Vladimir Romanov, the former owner and, if you will, the Great Dictator, abandoned ship while his banking business went down. Creditors got stiffed. A football club was left to twist in the breeze.
Administration has been followed by relegation. Blow has followed blow. The football has been incidental for the longest time. All the great battles in Hearts' season have involved lawyers and administrators locking horns in Lithuanian courtrooms.
A Dog's Life, indeed.
Gary Locke paid tribute to his backroom men on Thursday, men like Charlie the chaplain who have helped maintain morale and kept spirits high during a campaign of fear and uncertainty.
It's almost over now. The end of the beginning. Hearts will soon come out of administration and will be able to build again.
But you have to wonder who is going to be sitting in the manager's office when it happens.
Will it be Locke or somebody else?
This is a dilemma for the club's incoming chairwoman, Ann Budge, and the wider support. She has said little or nothing on the matter so far. In the guessing game you can read her reticence as a sign of her coolness on Locke carrying on in the main job.
Maybe that's unfair on her, but if she was sold on the incumbent then wouldn't she have let it be known by now?
The name of Craig Levein is never far away from this discussion. He is looking on from the shadows.
Without a job in management since being sacked as Scotland head coach in November 2012, he has been written about as Hearts manager in waiting, the guy the club needs in order to put it up to Rangers in the Championship next season. Locke, so one narrative goes, is too inexperienced for the gig. Hearts need a boss who has been around the block.
There is a football argument and a human argument in all of this. Locke hasn't just been Hearts' manager this season, he has been an ambassador, a counsellor, a child-minder and a chief bottle washer. With a transfer embargo in place, he has had to make do with a coltish squad, most of them learning on the job and some of them clearly not good enough for much of the season.
They have improved, though. Locke's coaching has had an impact, no question.
To Locke, the word rotation has a different meaning. Rotation is what happened to his senses when he tried to get his head around the scarcity of his options.
When his young team got battered, he had little choice but to send most of them back out there again the following week.

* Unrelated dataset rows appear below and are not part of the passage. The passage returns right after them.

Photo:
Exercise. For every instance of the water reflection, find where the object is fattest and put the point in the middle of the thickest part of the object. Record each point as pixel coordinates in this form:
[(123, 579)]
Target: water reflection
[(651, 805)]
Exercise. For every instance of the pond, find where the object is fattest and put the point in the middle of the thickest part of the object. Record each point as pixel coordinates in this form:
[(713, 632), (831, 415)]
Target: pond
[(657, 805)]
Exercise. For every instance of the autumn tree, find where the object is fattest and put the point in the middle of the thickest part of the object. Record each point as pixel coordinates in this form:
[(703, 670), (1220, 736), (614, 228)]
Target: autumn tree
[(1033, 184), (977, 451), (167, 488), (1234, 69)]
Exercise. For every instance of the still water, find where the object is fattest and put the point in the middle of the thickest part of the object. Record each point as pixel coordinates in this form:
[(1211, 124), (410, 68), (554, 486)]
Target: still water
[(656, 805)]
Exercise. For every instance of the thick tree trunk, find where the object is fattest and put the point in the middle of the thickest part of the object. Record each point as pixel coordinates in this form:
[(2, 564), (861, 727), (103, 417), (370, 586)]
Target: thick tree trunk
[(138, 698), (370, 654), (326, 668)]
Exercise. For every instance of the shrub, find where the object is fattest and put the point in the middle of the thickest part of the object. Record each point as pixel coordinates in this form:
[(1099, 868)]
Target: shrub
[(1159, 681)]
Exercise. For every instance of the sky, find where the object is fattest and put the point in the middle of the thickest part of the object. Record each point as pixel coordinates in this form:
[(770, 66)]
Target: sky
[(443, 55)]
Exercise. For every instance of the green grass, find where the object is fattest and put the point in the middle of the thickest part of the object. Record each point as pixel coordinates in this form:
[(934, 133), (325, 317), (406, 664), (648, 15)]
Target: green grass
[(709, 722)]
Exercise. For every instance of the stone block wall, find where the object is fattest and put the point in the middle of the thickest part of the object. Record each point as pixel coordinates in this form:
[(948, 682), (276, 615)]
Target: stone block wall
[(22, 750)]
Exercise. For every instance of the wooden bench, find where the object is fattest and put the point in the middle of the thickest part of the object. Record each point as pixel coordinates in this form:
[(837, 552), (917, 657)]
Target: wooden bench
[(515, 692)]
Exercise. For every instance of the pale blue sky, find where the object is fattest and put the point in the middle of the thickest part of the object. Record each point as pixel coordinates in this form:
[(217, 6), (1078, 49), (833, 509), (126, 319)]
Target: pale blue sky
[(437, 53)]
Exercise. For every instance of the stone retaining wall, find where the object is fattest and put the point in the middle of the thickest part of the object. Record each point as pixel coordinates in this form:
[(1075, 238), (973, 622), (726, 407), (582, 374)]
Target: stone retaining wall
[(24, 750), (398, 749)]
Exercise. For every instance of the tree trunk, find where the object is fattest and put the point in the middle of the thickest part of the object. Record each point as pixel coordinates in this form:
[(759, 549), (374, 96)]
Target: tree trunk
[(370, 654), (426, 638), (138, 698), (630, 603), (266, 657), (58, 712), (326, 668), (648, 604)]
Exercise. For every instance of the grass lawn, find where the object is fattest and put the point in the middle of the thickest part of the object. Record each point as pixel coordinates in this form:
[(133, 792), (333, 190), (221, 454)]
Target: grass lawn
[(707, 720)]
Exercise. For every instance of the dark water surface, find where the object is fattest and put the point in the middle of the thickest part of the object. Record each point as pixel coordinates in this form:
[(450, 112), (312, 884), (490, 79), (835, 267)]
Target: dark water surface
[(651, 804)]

When injuries and suspensions hit, the team was so immature that you feared for them at times.
Occasionally, it got ugly.
Locke has shown immense character. And he looks to have bred that into many of his players. When the side lost game after game, he was big and strong in the face of the flak. When he woke up one morning to find Levein being trumpeted by newspapers as the next Hearts manager, he took it on the chin and carried on.
Plenty might question his managerial savvy, but nobody can question his moral fibre. He's had to be a tough cookie this season.

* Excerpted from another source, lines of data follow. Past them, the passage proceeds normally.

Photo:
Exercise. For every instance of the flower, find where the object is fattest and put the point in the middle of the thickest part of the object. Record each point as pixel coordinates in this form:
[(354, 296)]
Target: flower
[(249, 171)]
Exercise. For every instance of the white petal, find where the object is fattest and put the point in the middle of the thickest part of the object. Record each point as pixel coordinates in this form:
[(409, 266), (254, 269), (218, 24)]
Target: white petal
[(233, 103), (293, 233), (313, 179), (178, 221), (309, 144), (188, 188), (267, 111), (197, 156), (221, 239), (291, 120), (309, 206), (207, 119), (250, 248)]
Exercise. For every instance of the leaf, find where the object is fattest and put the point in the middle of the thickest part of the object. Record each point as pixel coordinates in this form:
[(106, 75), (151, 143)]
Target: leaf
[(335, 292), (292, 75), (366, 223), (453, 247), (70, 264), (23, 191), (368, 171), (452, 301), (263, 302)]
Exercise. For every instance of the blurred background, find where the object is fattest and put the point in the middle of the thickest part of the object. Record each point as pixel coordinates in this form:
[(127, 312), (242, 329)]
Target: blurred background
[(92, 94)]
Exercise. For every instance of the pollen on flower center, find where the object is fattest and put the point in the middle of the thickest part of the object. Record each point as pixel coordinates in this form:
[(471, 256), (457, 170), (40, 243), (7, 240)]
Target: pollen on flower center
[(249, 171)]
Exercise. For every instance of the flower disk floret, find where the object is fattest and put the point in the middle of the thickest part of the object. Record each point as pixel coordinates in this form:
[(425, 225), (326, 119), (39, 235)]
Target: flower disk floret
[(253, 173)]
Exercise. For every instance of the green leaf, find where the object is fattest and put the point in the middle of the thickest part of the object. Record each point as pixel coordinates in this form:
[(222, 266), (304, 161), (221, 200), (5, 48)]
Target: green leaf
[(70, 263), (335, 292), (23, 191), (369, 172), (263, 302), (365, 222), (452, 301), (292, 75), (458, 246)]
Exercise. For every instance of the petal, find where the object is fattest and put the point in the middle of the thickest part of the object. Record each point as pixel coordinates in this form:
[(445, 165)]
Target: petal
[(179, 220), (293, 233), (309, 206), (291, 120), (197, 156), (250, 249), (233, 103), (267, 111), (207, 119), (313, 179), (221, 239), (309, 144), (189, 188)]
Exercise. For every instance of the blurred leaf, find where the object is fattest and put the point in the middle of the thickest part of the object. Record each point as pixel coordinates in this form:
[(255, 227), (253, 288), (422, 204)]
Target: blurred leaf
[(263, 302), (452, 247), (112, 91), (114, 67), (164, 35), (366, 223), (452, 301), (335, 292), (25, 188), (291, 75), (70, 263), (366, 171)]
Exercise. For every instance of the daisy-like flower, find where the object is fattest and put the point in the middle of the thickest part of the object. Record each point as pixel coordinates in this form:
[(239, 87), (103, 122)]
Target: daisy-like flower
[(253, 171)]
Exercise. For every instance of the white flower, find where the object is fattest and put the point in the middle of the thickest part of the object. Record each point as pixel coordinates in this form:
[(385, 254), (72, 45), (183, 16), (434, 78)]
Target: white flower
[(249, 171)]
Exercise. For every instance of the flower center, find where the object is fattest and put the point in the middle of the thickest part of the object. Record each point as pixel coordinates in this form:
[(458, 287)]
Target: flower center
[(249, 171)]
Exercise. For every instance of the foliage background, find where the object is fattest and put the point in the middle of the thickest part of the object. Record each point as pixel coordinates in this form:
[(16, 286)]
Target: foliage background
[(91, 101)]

And it's a season that's ending in a way that nobody expected. Not the relegation. Everybody could see that a mile off. No. Hearts are on a winning run that few could see coming a little while ago. They have tormented Hibs in back-to-back games, beating them on both occasions and hauling them into the relegation mire.

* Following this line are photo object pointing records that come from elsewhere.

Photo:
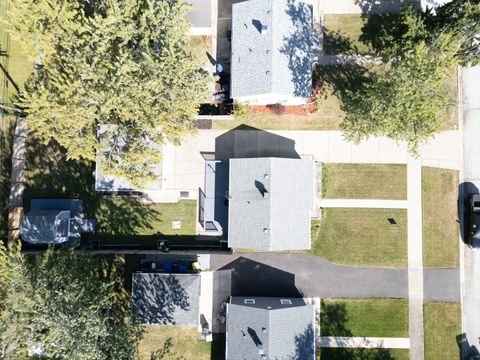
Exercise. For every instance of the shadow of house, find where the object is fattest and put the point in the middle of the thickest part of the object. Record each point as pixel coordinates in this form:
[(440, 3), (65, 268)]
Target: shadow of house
[(251, 278), (273, 49), (465, 215), (241, 142), (271, 328), (166, 299), (301, 47)]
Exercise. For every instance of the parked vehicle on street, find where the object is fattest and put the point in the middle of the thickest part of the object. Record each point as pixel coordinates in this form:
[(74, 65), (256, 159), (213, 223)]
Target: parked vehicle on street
[(473, 236)]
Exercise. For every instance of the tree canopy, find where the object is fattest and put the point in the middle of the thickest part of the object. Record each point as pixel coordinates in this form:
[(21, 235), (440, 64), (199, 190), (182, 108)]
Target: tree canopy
[(406, 97), (62, 305), (110, 64)]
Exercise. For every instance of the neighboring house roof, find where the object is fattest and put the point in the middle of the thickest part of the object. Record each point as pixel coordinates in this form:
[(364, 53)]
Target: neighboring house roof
[(46, 226), (108, 183), (273, 48), (278, 329), (270, 202), (54, 221), (166, 299), (201, 15)]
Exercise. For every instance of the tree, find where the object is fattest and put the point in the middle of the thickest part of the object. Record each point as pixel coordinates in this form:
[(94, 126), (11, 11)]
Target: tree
[(461, 17), (110, 64), (59, 305)]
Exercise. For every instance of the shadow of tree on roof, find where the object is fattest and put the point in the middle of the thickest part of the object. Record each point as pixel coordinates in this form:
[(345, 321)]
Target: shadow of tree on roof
[(301, 47), (157, 298)]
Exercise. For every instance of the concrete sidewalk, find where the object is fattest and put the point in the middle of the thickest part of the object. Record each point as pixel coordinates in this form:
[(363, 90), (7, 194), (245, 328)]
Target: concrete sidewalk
[(364, 342), (363, 203)]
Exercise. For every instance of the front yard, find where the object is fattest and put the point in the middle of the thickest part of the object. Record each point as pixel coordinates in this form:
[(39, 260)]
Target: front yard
[(363, 237), (443, 323), (364, 181), (440, 224)]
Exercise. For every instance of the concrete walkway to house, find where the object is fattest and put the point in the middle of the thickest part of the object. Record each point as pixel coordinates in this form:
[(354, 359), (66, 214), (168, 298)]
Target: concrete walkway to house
[(348, 59), (184, 165), (363, 203), (415, 258), (364, 342)]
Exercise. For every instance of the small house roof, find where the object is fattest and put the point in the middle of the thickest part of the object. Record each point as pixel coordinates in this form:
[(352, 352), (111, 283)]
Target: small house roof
[(275, 327), (46, 226)]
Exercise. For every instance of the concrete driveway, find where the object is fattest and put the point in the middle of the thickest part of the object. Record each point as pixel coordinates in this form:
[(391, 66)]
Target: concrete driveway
[(279, 274)]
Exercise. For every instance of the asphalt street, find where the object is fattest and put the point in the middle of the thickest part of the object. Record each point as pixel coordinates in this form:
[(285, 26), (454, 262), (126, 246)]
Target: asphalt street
[(471, 184), (280, 274)]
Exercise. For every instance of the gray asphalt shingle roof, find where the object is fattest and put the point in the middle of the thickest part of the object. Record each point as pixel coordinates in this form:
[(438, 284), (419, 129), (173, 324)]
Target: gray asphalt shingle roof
[(275, 60), (281, 332), (270, 203), (46, 226), (166, 299)]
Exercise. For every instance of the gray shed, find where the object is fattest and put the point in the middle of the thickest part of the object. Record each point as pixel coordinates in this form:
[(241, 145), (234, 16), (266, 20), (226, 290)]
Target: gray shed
[(46, 226), (270, 328), (166, 299), (270, 203)]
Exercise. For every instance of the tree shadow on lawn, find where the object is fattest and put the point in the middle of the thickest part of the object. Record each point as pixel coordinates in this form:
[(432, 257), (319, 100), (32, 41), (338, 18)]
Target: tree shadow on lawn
[(333, 319)]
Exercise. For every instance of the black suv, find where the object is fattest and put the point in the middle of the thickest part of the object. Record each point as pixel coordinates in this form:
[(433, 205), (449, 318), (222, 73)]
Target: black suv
[(474, 231)]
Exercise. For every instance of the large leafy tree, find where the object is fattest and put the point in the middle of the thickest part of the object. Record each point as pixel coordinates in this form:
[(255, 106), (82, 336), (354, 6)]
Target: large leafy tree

Locke's team played four Premiership matches in April. They won three and drew the other. That's manager of the month stuff.
Nuances exist all over the place, of course. The Hearts fans who want change will point to the fact that the team only started winning after their relegation was sealed. In other words, the pressure was off and the players could freewheel. When the season was alive, they were not at the races. That's the gist.
They might also view this run of victories - four in their last five games - as proof that the team was good enough to survive the 15-point deduction if only the manager had got it together earlier in the season. That might be an unforgiving and overly simplistic way of looking at things, but this is a brutal world we're talking about.
Through all of this, there is admiration and appreciation for what Locke has done as the glue that held things together in chaotic times. Even those who would rather have Levein - or somebody with similar experience - would salute the current manager.
You'd like to think that Budge will afford Locke some extra-time. You'd like to think that there will be an acknowledgement that he has operated in abnormal circumstances and deserves the opportunity to show what he's got when the club becomes stable.
Locke might be a rookie, but he's not a romantic. He knows that it might not end this way. He knows that sentiment in football management is about as commonplace as the dodo bird. As he has said a hundred times, he can do nothing about that.
Clarity will come soon enough. Whether he stays or whether he goes, he can hold his head up high.